THIS NOTE AND THE COMMON STOCK MAY NOT BE OFFERED, SOLD, PLEDGED OR OTHERWISE
TRANSFERRED (NOR MAY THE HOLDER OF THIS NOTE OR OF THE COMMON STOCK OTHERWISE
HEDGE ITS EXPOSURE WITH RESPECT TO THE NOTE OR THE COMMON STOCK) EXCEPT (A)(1)
IN AN OFFSHORE TRANSACTION COMPLYING WITH RULE 903 OR RULE 904 OF REGULATION S
UNDER THE SECURITIES ACT, OR (2) PURSUANT TO AN EXEMPTION FROM REGISTRATION
UNDER THE SECURITIES ACT PROVIDE BY RULE 144 THEREUNDER (IF AVAILABLE), AND (B)
IN EACH CASE IN ACCORDANCE WITH ALL APPLICABLE SECURITIES LAWS OF THE UNITED
STATES. NO REPRESENTATION CAN BE MADE AS TO THE AVAILABILITY OF THE EXEMPTION
PROVIDED BY RULE 144 UNDER THE SECURITIES ACT FOR RESALE OF THE COMMON STOCK.

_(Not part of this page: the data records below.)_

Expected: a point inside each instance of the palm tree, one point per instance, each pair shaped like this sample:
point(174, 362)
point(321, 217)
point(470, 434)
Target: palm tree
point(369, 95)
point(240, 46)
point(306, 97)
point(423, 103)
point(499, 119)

Certificate No. Date: August , 2000
BOTTOMLINE TECHNOLOGIES (de), INC.
LOAN NOTE
FOR VALUE RECEIVED, Bottomline Technologies (de), Inc., a Delaware corporation
(the "Company," hereby promises to pay to __________________ (the "Noteholder")
the principal amount of $__________ on August , 2001, together with interest on
the unpaid principal balance from the date of this Note (less any deduction for
tax on the interest which the Company is required by law to deduct or withhold)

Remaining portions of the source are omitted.